ISIL, which has broken from Al Qaeda, uses social media to communicate with Americans and divert them to encrypted communications, encourage travel to the would-be caliphate, and encourage attacks right here at home. Al Qaeda and ISIL publish online magazines instructing individuals in terrorist tactics and in the long run, the Al-Nusra front in Syria may produce the greatest long-term threat, the greatest long-term threat to our homeland.

The president's efforts to dismantle our counterterrorism tools have not only been inflexible, they are especially ill-timed. And so today the Senate will vote on whether or not we should take one more tool away from those who defend this country every day. The ability of a trained analyst under exceedingly close supervision and only with the approval of the Foreign Intelligence Surveillance Court to query a data base of call data records based on reasonable, arrest -- articulable suspicion. No content, no names, no listening to phone calls of law-abiding citizens. None of that is going on. We're talking about call data records. And these are the providers' records, which is not what the fourth amendment speaks to.

It speaks to the right of the people to be secure in their persons, houses, papers, and effects. But these records belong to the phone companies. Let me remind the Senate the standard for reasonable, articulable suspicion is that the terror suspect is associated with a -- quote -- "foreign terrorist organization" as determined by a court. Nobody's civil liberties are being violated here.

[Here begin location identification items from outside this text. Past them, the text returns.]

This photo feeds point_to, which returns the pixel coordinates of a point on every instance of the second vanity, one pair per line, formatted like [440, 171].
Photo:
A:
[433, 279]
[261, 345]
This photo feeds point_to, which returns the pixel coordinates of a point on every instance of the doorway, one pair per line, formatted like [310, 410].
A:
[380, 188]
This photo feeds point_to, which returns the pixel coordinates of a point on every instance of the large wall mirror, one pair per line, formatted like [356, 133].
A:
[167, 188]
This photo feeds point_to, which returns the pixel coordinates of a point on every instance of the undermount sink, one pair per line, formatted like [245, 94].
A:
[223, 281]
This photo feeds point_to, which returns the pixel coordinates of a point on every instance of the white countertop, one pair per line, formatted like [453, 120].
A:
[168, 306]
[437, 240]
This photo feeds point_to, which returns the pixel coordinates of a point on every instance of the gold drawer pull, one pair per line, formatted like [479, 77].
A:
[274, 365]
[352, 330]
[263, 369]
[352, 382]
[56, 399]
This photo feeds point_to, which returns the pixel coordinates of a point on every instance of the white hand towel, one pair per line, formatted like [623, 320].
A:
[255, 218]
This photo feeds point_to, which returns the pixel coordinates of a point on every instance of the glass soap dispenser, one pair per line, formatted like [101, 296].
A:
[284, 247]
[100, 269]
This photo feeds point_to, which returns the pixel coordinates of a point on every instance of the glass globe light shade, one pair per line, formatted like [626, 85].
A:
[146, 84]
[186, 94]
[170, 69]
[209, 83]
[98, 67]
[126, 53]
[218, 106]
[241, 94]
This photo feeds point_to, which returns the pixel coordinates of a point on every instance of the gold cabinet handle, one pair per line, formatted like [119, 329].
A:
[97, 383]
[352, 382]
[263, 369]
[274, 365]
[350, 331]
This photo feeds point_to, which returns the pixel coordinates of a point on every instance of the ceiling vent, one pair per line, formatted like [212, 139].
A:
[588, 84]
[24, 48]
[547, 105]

The president's campaign to destroy the tools used to prevent another terrorist attack has been aided by those seeking to prosecute officers in the intelligence community, diminish our military capabilities and despicably to leak and reveal classified information, putting our nation further at risk.

Those who reveal the tactics, sources and methods of our military and intelligence community give a play book -- a play book to ISIL and to Al Qaeda. As the associated press declared today, the end of section 215 program is a -- quote -- this is the headline in the a.p. today -- quote -- "a resounding victory for Edward Snowden." a resounding victory for Edward Snowden.

It is also a resounding victory for those who currently plotted against our homeland. Where was the defense of the National Security Agency from our president? Our chairman of the Intelligence Committee and his committee colleagues have worked with determination to educate the Senate concerning the legal, technical, and oversight safeguards currently in place. We hear concerns about public opinion.

A CNN poll released today, just today, a CNN poll -- not exactly part of the right-wing conspiracy -- states that 61% of Americans, 61% of Americans think that the expiring provisions of the PATRIOT Act, including my colleagues, including data collection, should be renewed.

So if there's widespread concern out across America about privacy, we're not picking it up. We're not reporting it to CNN. 61% of them said not concerned about my privacy. I'm concerned about my security.

My view is that the determined effort to fulfill campaign promises by the President back in 2008 reflects an inability to adapt to the current threat, what we have right now. An inflexible view of past political grievances, a policy that will leave the next President in a weaker position to combat ISIL.

So, Mr. President, I cannot support passage of the so-called USA freedom act. It does not enhance the privacy protections of American citizens, and it surely undermines American security by taking one more tool from our war fighters, in my view, at exactly the wrong time.